On the face of it, this is just another instance of conservative mean-spiritedness. Wealthy Republicans objecting once more to the outrage of a progressive tax system. But there is a serious idea behind it. It’s that programmes designed to benefit the less-fortunate in society, whether government-run or privately run, tend to create a condition of moral hazard, and to become self-perpetuating. If you know somebody’s going to provide for your needs (or your child’s), you have less incentive to provide for them yourself. Aggregated to the level of Society, less work gets done, fewer goods are produced, and those that that do work end up providing for those that don’t. This is the root idea behind the very old and still very strong strain of American Conservatism. This is the idea that induced President Clinton, a no-so-liberal Democrat, to sign in 1996 a welfare reform bill that was aimed at reducing welfare (i.e., dependency) by restructuring and reducing welfare benefits in ways designed to address the problem of moral hazard. (See http://www.nytimes.com/2006/08/22/opinion/22clinton.html for Clinton’s review of the initiative with 10 years of hindsight.)

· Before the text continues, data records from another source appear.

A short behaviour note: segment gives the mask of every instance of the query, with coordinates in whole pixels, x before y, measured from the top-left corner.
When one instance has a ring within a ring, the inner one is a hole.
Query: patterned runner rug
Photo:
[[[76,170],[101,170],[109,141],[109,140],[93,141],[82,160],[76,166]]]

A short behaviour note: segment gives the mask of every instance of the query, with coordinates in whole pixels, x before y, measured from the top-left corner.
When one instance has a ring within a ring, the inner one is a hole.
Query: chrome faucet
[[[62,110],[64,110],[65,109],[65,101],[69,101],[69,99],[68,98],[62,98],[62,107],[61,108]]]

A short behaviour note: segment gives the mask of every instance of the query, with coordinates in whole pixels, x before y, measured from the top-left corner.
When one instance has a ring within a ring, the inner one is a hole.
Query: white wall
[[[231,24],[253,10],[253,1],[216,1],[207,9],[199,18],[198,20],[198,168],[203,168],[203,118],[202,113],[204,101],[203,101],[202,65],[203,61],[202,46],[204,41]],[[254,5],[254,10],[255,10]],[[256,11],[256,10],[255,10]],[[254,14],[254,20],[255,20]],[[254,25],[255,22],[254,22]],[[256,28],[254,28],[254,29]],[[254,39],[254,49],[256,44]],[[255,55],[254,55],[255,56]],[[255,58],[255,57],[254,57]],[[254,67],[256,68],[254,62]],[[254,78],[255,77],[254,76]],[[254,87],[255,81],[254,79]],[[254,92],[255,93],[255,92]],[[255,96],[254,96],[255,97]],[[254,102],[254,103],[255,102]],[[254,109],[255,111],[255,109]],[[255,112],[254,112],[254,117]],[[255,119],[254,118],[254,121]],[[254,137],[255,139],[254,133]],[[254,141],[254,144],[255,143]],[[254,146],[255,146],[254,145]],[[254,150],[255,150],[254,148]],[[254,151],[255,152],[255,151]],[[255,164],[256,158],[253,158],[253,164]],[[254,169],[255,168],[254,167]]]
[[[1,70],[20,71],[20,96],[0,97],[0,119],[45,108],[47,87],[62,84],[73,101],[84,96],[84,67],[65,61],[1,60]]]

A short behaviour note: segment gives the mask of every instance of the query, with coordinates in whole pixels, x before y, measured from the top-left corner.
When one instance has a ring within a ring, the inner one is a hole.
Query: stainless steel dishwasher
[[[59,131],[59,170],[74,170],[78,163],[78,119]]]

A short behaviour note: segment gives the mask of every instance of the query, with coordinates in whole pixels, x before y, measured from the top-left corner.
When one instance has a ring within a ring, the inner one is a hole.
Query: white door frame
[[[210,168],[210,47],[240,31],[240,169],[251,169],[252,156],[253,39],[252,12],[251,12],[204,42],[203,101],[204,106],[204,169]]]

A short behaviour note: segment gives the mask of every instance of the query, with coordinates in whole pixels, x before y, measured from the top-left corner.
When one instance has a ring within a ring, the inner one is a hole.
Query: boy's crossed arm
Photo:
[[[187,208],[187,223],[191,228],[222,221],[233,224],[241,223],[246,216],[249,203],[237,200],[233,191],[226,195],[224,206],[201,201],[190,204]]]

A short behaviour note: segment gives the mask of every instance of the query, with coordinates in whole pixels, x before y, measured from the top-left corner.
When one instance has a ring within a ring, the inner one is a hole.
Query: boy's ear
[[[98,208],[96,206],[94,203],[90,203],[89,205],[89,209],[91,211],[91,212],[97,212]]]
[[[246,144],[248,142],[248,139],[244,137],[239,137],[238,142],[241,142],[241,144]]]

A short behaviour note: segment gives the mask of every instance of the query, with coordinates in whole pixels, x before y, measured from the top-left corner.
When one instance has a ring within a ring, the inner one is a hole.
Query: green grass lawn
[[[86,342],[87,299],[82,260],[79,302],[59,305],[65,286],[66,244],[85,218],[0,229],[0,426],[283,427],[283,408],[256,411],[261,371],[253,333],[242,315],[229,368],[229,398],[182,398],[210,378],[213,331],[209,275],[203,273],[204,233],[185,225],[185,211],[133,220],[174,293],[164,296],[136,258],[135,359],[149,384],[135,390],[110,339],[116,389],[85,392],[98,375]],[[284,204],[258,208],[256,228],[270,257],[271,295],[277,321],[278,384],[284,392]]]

It may be that these ideas have no relevance in an environment such as that faced by Zimbabweans, where physical survival is a daily struggle, and opportunities for personal upliftment are non-existent, whatever the incentives. But they may be worth considering in South Africa.
The thing about the PFSA that gives cause for concern here is, as Lynne indicated, its longevity. Its continued existence is inarguably “a sad indictment on our society”. I would add that it may also be an indictment of the PFSA. Its mission statement reads as follows: “Our Mission: To combat the prevalence of hunger in children attending schools or other educational institutions in the Western Cape, through school feeding and development initiatives, that will promote self-sufficiency and household food security.” Complete success in promoting self-sufficiency and household food security would eliminate the need for the PFSA.

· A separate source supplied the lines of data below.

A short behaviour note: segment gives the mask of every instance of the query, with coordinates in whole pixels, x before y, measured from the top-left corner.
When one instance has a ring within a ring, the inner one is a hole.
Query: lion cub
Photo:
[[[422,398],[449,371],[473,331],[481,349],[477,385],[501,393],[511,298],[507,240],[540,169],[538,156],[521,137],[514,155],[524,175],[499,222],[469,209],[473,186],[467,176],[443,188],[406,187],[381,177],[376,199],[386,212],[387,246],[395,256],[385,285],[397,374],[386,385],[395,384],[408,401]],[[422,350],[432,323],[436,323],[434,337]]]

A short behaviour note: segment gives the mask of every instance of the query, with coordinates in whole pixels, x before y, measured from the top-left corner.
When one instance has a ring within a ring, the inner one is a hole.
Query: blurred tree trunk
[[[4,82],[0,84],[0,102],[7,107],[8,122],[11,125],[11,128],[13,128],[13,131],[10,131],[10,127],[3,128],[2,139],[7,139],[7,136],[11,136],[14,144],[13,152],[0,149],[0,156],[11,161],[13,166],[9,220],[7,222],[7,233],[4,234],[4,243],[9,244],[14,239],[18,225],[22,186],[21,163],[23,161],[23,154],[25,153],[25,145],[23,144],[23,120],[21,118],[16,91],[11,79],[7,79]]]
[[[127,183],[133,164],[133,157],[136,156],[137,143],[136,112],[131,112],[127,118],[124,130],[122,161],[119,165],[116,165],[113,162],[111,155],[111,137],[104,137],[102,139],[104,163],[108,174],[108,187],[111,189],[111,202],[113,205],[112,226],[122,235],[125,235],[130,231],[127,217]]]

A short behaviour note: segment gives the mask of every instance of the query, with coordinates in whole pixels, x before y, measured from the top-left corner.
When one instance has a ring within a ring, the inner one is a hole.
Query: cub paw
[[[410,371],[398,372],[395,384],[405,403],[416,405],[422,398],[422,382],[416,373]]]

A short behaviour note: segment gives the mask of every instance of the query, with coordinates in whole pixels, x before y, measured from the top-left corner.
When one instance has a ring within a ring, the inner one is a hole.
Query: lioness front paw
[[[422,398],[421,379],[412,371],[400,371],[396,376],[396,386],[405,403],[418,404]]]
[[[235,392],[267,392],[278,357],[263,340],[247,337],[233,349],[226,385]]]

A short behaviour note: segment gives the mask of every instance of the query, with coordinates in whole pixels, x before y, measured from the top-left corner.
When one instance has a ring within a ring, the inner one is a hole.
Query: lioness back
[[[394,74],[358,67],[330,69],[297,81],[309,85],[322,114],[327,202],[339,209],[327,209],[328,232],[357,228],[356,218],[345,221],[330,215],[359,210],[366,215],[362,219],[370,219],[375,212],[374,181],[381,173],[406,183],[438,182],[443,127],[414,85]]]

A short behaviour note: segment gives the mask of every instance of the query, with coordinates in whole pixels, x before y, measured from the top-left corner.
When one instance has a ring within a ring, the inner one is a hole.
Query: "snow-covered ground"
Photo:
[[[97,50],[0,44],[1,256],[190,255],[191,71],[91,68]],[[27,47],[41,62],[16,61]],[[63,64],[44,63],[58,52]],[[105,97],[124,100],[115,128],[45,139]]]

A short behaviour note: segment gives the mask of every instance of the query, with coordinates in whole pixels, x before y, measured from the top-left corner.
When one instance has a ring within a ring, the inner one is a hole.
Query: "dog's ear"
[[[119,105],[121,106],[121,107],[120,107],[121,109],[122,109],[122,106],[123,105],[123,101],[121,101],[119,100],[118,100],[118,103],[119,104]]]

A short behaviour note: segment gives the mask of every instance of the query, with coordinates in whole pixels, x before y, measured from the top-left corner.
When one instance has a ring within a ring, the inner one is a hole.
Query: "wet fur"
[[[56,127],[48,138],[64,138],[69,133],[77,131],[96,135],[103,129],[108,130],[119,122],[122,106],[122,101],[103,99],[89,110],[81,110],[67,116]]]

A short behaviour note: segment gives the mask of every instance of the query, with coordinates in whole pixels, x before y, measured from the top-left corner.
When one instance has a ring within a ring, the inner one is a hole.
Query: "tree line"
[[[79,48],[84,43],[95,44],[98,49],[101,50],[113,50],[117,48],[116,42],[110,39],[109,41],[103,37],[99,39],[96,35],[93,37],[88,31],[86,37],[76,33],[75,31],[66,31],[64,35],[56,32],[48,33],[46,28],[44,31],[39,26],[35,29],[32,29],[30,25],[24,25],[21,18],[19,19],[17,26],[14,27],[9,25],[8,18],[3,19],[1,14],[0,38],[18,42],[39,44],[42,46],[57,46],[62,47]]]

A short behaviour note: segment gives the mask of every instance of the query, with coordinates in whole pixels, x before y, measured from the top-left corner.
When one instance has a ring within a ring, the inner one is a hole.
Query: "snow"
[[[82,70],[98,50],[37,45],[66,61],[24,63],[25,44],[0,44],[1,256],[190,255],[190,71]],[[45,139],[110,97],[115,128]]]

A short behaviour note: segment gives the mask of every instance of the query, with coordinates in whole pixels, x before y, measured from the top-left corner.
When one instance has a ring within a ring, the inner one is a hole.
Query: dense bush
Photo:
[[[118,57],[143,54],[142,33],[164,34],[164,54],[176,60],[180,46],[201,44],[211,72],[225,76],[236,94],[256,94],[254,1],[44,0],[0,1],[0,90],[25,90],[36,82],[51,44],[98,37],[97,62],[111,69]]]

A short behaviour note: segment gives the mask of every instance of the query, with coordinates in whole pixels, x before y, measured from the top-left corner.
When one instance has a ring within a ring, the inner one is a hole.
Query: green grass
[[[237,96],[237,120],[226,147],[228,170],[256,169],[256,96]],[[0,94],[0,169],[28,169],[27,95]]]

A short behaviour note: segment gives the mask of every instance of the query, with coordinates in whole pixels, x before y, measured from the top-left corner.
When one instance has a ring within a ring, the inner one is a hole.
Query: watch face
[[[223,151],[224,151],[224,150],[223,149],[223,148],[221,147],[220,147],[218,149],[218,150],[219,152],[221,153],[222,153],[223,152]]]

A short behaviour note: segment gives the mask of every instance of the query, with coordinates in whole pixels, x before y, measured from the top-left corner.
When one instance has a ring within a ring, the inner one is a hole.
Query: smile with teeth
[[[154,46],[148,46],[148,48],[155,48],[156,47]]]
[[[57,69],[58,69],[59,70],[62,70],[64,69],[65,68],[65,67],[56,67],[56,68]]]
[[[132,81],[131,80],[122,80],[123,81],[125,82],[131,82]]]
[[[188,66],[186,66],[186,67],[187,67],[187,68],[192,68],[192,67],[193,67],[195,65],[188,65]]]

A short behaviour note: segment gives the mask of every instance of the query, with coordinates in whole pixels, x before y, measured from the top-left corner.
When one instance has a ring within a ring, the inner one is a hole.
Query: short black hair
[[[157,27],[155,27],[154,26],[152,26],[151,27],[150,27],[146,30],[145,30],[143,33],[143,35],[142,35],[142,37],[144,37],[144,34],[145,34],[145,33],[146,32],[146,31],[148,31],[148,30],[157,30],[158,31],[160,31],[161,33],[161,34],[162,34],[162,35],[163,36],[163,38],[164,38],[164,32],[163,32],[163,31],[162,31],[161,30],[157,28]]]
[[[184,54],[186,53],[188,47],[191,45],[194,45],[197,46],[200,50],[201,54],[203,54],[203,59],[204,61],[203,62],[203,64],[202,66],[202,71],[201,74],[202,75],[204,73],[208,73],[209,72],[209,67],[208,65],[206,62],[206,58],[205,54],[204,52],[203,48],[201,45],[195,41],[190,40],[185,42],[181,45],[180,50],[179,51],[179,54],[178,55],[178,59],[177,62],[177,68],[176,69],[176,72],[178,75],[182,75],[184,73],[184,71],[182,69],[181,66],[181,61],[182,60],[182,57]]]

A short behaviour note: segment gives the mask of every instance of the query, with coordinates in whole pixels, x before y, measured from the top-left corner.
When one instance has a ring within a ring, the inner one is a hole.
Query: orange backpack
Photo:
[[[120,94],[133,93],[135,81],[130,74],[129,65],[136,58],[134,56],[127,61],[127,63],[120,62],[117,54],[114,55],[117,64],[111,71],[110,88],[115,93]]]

Clearly the mission statement sets an impossible goal. Universal self-sufficiency and household food security is a condition that may exist in only a handful of small countries in the world, if it exists at all. The PFSA will not achieve this in the Western Cape. So what should it be doing to avoid having an elderly Lynne point out in 2058 that it has the dubious honour of being 100 years old?
Adopting a child for R235 per year may be the best we can do in the short run, but a 50-year old feeding programme needs urgently to consider the long run in new ways.